Healthiest cuisine?

youngbaldie

Established Member
Reaction score
3
I believe there is a myth out there that east asian cuisine is automatically healthy. I am not sure if this is all wrapped up in the stereotypes of chinese medicine/herbal remedies or eastern thought, but if you really analyze the ingredients of chinese food for instance, it appears to be quite unhealthy. Infact, with so much white rice and noodles, its probably one of the diets highest in glycemic index that exists.

Also, traditional japanese food is loaded with salt which leads to very high rates of stomach cancer in that country.

I am confused as to why people assume that japanese/chinese/korean cuisine is somehow automatically healthier than western. I wish this was the case (rice is one of my favorite foods), but I don't think it is.

Is there a particular diet that anybody can recommend? Or should we just take the healthy things out of many various diets and mix them all together, while excluding all of the bad aspects.

Its a real shame with rice too, because I used to live on rice since I don't eat red meat, and barely any chicken. But white rice is probably just as unhealthy as eating say..sugary candy every night. Bad for insulin resistance. Its the fact that japanese or chinese consume large amounts of white rice. This fools me into thinking it must be healthy, because I too give into stereotypes (if I perceive them to be harmless ones).

I used to eat buckets of white rice and curry every single day and was fooled into thinking I was healthy by doing this. It tasted great, seemed natural, and yes, I assumed because it was east asian, it must be like Green Tea. Silly me I guess.
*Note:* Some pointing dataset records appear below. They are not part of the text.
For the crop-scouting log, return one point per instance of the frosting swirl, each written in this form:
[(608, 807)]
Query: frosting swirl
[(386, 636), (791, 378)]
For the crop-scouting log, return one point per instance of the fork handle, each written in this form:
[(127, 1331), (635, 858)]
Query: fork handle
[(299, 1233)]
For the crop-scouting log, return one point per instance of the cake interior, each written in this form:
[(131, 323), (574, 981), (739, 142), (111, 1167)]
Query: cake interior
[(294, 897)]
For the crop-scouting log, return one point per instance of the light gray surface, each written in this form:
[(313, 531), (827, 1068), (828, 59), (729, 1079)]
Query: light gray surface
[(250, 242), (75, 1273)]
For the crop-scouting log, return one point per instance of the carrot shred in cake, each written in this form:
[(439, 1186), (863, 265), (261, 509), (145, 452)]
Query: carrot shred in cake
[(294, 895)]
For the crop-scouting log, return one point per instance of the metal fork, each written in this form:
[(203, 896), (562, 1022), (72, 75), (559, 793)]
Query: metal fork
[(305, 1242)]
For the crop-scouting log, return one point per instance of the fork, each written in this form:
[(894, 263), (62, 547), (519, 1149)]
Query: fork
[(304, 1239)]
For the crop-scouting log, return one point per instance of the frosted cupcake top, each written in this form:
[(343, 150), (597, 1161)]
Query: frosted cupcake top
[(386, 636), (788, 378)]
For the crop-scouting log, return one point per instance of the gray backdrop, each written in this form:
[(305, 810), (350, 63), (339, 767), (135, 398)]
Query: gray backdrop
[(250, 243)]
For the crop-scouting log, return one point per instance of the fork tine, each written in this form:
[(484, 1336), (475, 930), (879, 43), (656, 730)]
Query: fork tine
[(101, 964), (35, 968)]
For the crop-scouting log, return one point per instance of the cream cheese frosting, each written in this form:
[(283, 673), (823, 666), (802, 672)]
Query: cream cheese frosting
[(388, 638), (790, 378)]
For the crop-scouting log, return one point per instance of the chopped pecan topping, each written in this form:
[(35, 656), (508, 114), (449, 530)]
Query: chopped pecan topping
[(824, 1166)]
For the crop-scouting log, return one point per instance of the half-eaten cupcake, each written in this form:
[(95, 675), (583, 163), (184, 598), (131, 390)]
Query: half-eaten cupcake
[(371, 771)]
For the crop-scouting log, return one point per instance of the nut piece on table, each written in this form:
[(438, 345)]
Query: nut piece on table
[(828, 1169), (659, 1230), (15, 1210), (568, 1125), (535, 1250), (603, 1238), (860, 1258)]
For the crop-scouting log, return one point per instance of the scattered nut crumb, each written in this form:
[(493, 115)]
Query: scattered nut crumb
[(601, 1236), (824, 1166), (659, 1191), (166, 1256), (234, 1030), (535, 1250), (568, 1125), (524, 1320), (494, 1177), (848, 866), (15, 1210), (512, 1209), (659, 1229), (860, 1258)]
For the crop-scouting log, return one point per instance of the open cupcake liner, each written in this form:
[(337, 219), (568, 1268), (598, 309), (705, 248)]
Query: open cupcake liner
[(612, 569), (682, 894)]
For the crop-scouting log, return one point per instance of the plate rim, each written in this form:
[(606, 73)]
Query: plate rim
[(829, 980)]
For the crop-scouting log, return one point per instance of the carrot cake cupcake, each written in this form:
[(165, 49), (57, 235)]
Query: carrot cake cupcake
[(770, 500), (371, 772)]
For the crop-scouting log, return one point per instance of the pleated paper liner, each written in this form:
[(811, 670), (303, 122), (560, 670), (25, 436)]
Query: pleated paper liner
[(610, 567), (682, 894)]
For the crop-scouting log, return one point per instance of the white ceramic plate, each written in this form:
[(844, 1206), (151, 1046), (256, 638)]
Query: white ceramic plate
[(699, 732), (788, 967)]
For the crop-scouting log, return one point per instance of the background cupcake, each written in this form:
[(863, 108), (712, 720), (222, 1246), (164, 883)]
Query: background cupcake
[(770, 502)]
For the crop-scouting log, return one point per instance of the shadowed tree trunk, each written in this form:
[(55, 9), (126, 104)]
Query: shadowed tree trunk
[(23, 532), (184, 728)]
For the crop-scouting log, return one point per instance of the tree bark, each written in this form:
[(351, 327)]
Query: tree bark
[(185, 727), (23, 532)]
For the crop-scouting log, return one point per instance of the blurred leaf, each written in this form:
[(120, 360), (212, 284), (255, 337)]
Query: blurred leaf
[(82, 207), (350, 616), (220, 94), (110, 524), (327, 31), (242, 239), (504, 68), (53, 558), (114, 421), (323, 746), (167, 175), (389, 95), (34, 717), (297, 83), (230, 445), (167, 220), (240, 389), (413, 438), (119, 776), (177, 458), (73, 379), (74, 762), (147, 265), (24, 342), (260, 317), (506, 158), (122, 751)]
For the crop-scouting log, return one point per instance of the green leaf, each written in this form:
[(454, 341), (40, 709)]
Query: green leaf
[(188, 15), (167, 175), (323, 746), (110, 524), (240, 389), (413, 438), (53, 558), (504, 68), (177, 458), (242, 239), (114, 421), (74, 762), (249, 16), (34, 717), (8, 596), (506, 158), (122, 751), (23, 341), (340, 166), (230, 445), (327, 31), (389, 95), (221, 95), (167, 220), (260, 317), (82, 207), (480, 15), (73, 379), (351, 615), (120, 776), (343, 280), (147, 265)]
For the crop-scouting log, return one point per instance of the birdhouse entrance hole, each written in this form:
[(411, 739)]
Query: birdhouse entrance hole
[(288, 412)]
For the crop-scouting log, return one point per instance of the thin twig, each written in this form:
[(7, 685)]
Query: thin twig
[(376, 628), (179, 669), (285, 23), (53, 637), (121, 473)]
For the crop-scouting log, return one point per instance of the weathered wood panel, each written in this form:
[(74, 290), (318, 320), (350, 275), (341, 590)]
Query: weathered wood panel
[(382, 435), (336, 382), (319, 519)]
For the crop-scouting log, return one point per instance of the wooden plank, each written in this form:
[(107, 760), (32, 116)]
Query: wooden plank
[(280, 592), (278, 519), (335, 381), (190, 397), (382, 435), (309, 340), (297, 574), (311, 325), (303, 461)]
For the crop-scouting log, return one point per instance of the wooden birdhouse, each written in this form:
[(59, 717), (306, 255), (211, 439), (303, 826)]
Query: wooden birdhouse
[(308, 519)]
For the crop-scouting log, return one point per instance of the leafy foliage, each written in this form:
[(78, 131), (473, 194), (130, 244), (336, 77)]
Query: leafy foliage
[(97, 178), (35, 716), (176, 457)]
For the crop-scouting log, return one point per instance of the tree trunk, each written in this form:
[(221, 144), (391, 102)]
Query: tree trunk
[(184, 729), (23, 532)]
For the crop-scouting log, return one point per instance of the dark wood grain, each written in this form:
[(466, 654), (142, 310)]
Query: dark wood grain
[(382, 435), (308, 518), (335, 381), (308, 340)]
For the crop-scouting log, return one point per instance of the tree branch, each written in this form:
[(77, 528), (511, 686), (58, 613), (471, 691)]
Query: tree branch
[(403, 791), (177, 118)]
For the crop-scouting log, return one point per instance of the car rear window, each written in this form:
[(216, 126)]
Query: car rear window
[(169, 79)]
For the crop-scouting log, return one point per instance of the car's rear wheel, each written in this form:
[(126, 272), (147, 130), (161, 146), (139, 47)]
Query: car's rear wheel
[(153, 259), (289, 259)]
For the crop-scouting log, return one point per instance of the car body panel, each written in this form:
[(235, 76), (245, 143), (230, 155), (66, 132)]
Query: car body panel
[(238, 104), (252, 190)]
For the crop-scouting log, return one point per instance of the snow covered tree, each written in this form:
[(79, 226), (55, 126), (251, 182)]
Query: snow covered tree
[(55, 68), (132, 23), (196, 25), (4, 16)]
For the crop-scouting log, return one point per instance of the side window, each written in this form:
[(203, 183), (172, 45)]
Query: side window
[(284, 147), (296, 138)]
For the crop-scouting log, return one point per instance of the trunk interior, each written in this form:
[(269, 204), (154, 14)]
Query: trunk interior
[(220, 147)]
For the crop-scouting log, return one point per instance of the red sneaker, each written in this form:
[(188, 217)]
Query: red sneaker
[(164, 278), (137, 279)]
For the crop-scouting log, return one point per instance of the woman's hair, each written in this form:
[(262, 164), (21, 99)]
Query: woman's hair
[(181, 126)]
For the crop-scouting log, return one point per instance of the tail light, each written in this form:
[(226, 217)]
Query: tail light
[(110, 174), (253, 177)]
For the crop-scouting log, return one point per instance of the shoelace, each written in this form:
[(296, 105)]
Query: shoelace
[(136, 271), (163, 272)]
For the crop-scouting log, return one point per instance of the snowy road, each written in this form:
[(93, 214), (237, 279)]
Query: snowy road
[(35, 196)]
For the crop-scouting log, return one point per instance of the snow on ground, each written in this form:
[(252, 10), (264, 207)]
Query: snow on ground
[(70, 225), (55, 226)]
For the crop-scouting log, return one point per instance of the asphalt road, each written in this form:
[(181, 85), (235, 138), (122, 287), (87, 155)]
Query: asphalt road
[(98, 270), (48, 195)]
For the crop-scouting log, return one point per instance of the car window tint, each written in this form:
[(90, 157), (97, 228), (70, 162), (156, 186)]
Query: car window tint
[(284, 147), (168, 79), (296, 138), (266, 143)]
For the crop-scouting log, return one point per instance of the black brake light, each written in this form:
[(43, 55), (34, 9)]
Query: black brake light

I have tried eating brown rice, but it gives me cramps. Nothing tastes as good as white anyway. Too bad, because I really need the calories since I don't eat much meat at all.
 

powersam

Senior Member
Reaction score
18
low GI.

no potato, pasta , rice, whitebread. except of course japanese rice which is low GI. basmati is good too, only slightly higher, but the amount of ghee used in cooking basmati probably negates those benefits.
 

powersam

Senior Member
Reaction score
18
haha i wouldnt try that, i think that was actually a form of torture at one point, make someone eat some raw rice then make them drink hot water. stomach explodes etc :)

the thing that i wonder about, was if basmati rice had its GI level measured with tradionally cooked rice (ghee) where the fats would lower the GI, or whether it was simple boiled as per normal rice.
 

CCS

Senior Member
Reaction score
27
eat oats. Best plant protein you will get, cheap, fast, nutritions, high fiber, excellent on cholesterol lowering effects. I live on them as my charbohydrate.

Other benifit to asian food is the right kind of fish. I eat mackerel, and take fish oil to be safe. Mackerel is high in omega-3's, low in mercury, and cheap. I get it canned and eat the bones. They have calcium.

Green tea and spices are very good too. Get losts of both, but get them from the US, where there is better quality water and less pesticides. I put unsweatened cocoa powder or garlic powder on my oats. I need to buy ginger powder since the root is so strong, unless I find another way to eat it. Cheap though.
 

Harie

Experienced Member
Reaction score
5
The only rice I eat, for the most part, is brown rice, which is decently low GI.

Rolled oats FTW! I eat at least 1 cup of raw rolled oats per day, every day. I tried eating steel cut oats raw, but I couldn't digest them much at all.
 

CCS

Senior Member
Reaction score
27
rolled oats were crushed before they dried. More surface area to volume, and more cracks, so you can digest them. I don't know how anyone can eat steel cut oats unless they boil them for a few hours. I don't eat my rolled oats raw, though. I microwave water for 2 minutes, add the oats, let them sit for 3 minutes, and then eat them. I never want to worry again about burning something on the stove or having watch it.
 

youngbaldie

Established Member
Reaction score
3
Japanese rice is low GI? Really? I thought they use glutinous sweet white rice, the worst kind.
 

Harie

Experienced Member
Reaction score
5
Rambo said:
harie do you eat simple carbs after training , 0 do you stick to wholegrains 24/7?

After training I have a tablespoon of honey, plus a protein shake & rolled oats again. The honey spikes my blood sugar and gives me carbs ASAP, and the rolled oats keep my carb supply going after the honey is all used up.
 

kalbo

Established Member
Reaction score
5
I think they say Asian cuisine is the healthiest mainly because of the amount of vegetables they use. But I guess they don't consider the amount of processed carbs they use either.

I don't see how Chinese food could be considered healthy since they pretty much deep fry everything and then add pounds of sugary sauces on top. But maybe we're just getting a more modern mainstream chinese cuisine, which could be a lot different from traditional Chinese food.

I think Vietnamese and Japanese are probably the healthiest Asian cuisines. Vietnamese grill all their meet and use lots of fresh vegetables. As for Japan, they say old Okinawans are the healthiest people in the world and a lot of that is due to their diet. It consists of mostly plant foods and fish.